According to LaunchX Head of Growth Adie Akuffo-Afful, fundraising conversations should feel less like a performance and more like an extension of honest networking. The same principles apply: clarity, humility, and genuine curiosity.
One of the biggest challenges young founders face when speaking with investors is the perception of inexperience. Adie encourages founders to address this directly, not by overcompensating with confidence, but by demonstrating deep understanding. Investors may question your experience, but you can respond with your knowledge to the problem you’re solving.
A founder’s strongest advantage is showing clear insight into the problem space, the people affected by it, and why the solution is uniquely positioned to work. Adie recalls investing in a young founder whose passion, preparation, and deep problem knowledge stood out immediately. These are the qualities that will impress industry experts.
Humility plays a critical role in these conversations. Adie emphasizes that humility does not mean downplaying your vision or ambition. Instead, it means staying honest and transparent throughout the process. If you don’t know the answer to a question, it is absolutely alright to admit and follow up later.

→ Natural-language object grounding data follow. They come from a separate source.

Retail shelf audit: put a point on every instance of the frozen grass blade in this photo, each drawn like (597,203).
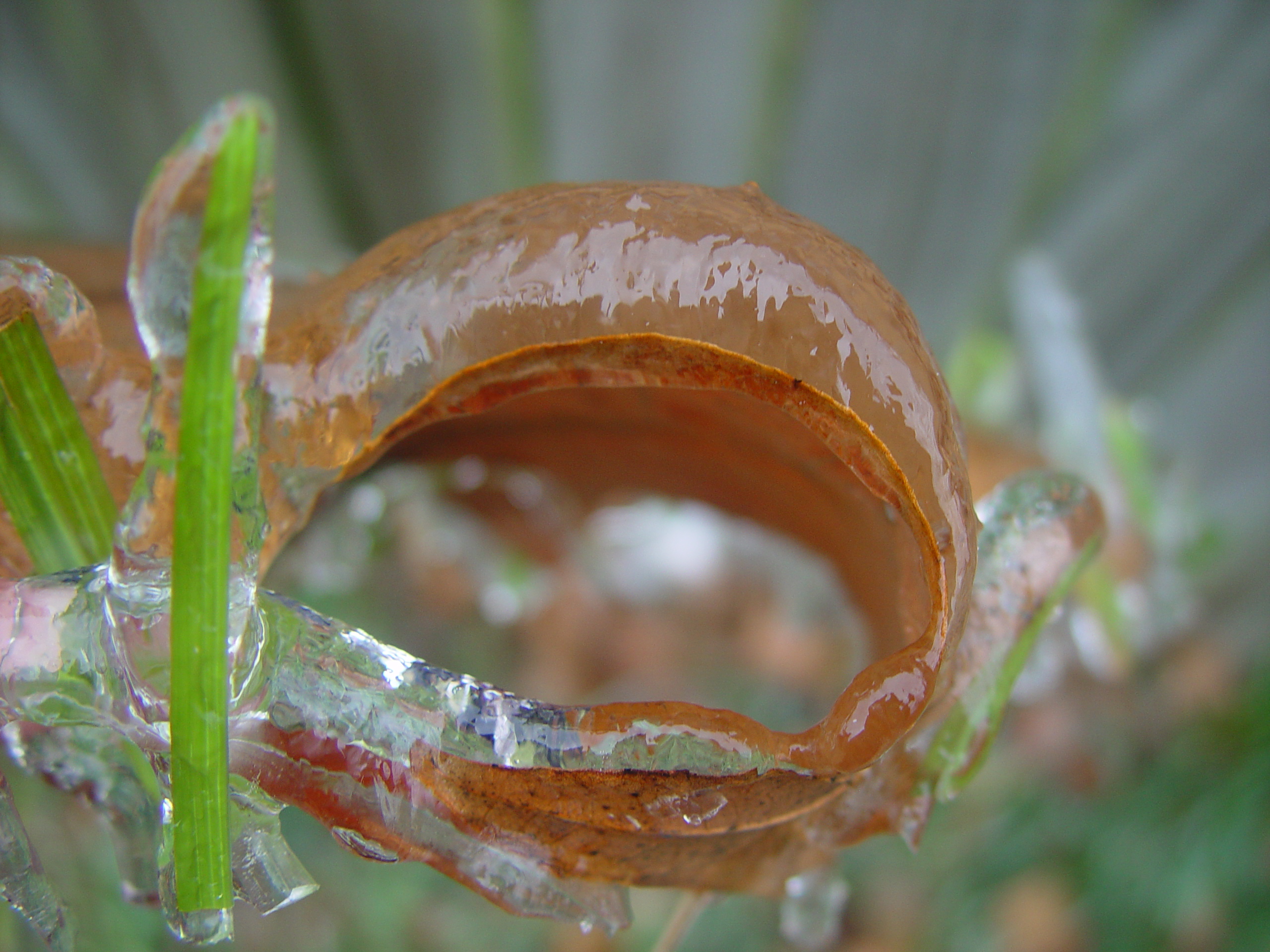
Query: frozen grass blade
(50,479)
(201,538)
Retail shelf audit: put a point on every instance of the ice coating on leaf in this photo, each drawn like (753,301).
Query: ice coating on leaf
(545,809)
(382,747)
(1039,530)
(23,883)
(65,316)
(160,273)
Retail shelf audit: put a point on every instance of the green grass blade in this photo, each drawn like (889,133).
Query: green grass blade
(201,542)
(50,477)
(509,51)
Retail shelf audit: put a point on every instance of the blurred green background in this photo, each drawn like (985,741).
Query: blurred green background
(994,158)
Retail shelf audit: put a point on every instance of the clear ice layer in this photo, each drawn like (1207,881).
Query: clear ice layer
(661,298)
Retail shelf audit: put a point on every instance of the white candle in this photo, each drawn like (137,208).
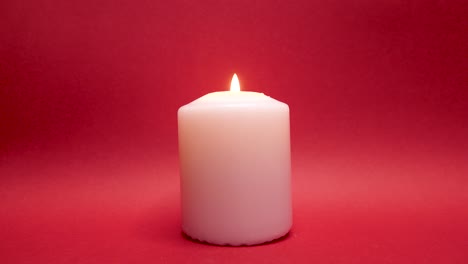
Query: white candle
(235,168)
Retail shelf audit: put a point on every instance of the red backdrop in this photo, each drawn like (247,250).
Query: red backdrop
(378,95)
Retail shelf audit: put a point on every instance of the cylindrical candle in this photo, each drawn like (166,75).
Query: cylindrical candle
(235,168)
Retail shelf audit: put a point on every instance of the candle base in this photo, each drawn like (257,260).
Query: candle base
(220,242)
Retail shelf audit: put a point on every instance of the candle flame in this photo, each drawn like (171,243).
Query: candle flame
(235,86)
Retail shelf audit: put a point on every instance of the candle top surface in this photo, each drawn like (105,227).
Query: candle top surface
(235,99)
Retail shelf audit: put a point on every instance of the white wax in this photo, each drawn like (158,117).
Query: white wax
(234,150)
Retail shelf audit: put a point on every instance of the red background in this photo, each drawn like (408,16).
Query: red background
(88,136)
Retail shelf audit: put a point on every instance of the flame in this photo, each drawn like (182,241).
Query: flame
(235,86)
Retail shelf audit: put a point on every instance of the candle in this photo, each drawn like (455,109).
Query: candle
(235,168)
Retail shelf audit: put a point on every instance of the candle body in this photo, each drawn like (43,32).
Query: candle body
(234,150)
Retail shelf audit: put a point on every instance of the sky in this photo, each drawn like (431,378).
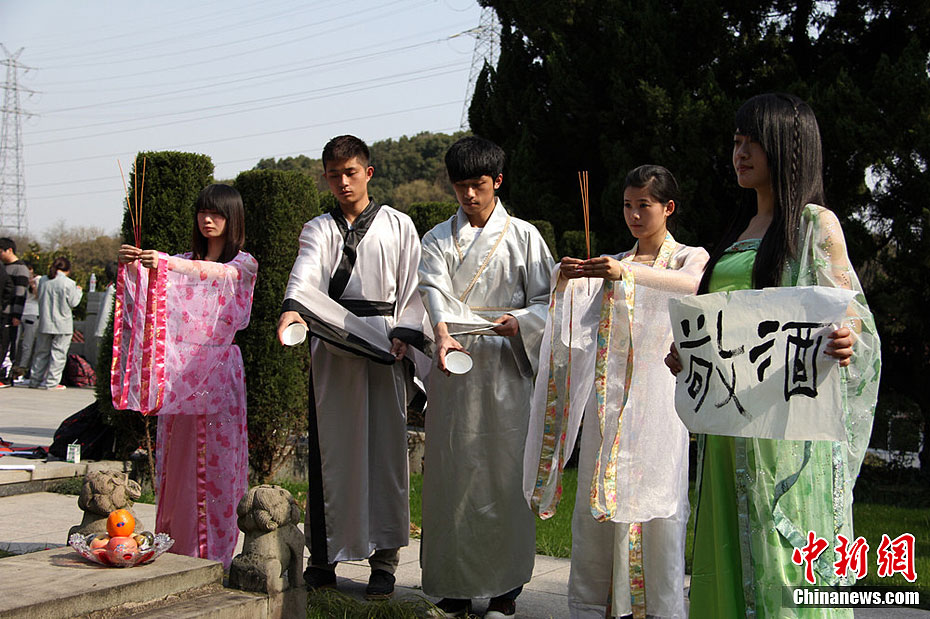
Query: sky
(233,79)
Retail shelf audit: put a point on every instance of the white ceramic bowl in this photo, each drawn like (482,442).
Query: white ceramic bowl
(458,362)
(294,334)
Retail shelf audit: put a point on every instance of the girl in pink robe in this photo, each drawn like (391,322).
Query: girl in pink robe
(174,323)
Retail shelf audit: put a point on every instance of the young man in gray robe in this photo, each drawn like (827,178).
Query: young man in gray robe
(484,278)
(364,257)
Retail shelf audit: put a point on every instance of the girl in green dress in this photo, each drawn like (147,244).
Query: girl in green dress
(757,499)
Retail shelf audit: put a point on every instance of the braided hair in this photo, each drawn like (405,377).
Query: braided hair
(786,128)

Misrepresenting information can quickly damage credibility, especially in investor communities where communication travels fast.
Another powerful way young founders can build credibility is by surrounding themselves with strong advisors. Adie describes experienced advisors as the “kryptonite” to investor bias toward young founders. Having advisors on the team signals that a founder is open to feedback, willing to learn, and supported by people with real domain expertise. For those looking to invest in your venture, this demonstrates maturity and coachability - two qualities that matter as much as the idea itself.
Just like networking, investor relationships develop over time. A single meeting rarely leads to funding, but it can lead to feedback, introductions, and future opportunities. Founders who approach investor conversations with curiosity instead of pressure often build stronger long-term relationships.
Ultimately, approaching investors is not about convincing someone to believe in you overnight. It’s about continuing the relationship-building process that networking begins, by showing up prepared, staying transparent, and demonstrating a genuine commitment to learning and solving meaningful problems.
For young founders, fundraising isn’t separate from networking. It’s simply networking with greater clarity of purpose.